Andrea Rosso is running late. Glancing around Diesel Living’s extensive, jam-packed stand at Milan Design Week‘s Salone del Mobile, you can’t really blame him. He’s certainly had his hands full. When he arrives, his impish aura immediately seems to brighten Diesel’s typically dark, brooding, rock’n’roll stand. Retreating to a back room, he quickly reveals himself as a creative force to be reckoned with: passionate, intelligent, creative and altogether different from the stereotypical, achingly-serious design figureheads. “With Diesel Living, we wanted to make this image of what we actually want in our lives, of how we want to live,” he tells us. “And this year we’ve looked at entire spaces instead of just individual products, like the Diesel Open Workshop Kitchen and bathroom we’ve made with Scavolini.”
Unlike other established labels that turn their attention toward a new area, Diesel Living has always had a very conscious eye on quality, working hands-on with knowledgable collaborators like Berti flooring, ceramic experts Seletti, product geniuses Foscarini and the mighty Moroso. All are collaborators who could potentially be overpowering in the hands of the timid. For Rosso, though, such collaborators merely fuel his fantasy. “Quality is very important to me. As is knowledge. And we love to share the knowledge of the companies we collaborate with. Our partners understand that the things we do at Diesel Living have to have integrity,” he explains. And that integrity is another element of the initially unlikely success of the Diesel brand in an industry dominated by inauthentic intentions.
Exploring the new Open Workshop Kitchen and that level of authentic intent is present on every level. It’s no case of an off-the-shelf framework from an overseas supplier; Rosso’s eye for detail is engrained into every facet and faucet. “Four years ago the kitchen became even more social. So we took the kitchen as a concept, emptied it and then found it again. We developed these special metal joints so we could make it very modular. And really worked with Scavolini to examine how to reduce a kitchen but still have that Diesel feel,” he notes, hands carefully tracing and drafting in the air as he speaks.
We ask of his background in fashion and its impact on the way he designs and thinks of the interior space. “There’s a crossover for sure. Diesel Living and Diesel design teams work from the same space. So we’re exposed to what they’re doing and them to us. Myself, I have to be able to touch things. To see and touch textiles, patterns, finishes. I’ve always loved the first feel of something new. And then that sensation of a finished product or concept.”

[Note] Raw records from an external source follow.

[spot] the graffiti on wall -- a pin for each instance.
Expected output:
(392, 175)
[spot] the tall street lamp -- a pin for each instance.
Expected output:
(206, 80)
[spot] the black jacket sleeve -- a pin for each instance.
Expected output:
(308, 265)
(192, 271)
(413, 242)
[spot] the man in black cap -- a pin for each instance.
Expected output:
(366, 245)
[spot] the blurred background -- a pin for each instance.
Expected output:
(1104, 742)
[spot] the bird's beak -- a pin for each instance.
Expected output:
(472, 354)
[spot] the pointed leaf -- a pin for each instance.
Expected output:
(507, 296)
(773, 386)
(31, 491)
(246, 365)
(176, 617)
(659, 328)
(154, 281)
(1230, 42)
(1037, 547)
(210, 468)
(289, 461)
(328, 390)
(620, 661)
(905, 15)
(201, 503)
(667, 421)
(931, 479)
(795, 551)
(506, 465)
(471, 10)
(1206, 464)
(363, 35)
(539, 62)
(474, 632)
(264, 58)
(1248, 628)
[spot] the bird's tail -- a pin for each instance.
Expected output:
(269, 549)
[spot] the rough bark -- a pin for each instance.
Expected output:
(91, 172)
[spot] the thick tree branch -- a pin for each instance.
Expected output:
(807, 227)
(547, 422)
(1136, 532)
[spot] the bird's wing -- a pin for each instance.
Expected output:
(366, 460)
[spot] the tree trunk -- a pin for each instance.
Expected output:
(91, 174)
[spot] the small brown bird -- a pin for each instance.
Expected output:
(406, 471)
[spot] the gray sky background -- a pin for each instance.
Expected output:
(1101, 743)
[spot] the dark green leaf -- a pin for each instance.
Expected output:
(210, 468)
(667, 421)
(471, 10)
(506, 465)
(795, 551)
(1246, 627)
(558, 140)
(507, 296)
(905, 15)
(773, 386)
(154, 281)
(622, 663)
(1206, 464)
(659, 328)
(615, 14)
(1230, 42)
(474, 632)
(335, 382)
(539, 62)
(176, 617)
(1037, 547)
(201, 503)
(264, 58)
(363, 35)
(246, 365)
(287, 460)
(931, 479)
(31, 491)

With its stand filled not only with new items but pieces from its earlier collections, we press Rosso on the future. His response echoes the feeling of the visual timeline on display: “These days we want to satisfy and explore the private home, and also reach out into hotels or spaces like restaurants. We’re beginning to widen our vision and fit everything together.” Diesel, of course, is intrinsically Italian, and its design arm flies the flag too. “We’re made in Italy. It’s important to the product to have that stamp. But it’s an international Italy.” Indeed, he’s quick to point out that his pool of influences stretches much further afield, spending lots of time traveling and soaking up cultures, shapes, styles and feelings.
“We love to walk the cities. See the colors and the textures, finding the unexpected in the ordinary. But it’s when you return home and take those influences from their natural environment that they become different, you know. The influences change when you put them in a closed space, the hype and the passion becomes new forms.” Casting one last eye over this year’s Diesel Living standouts like the studied, stripped back kitchen, the glossy rock-chic of its new textural bathroom and the stylized cosmos-inspired ceramics and tableware, it’s easy to imagine this exotic, solid design collection in your own house.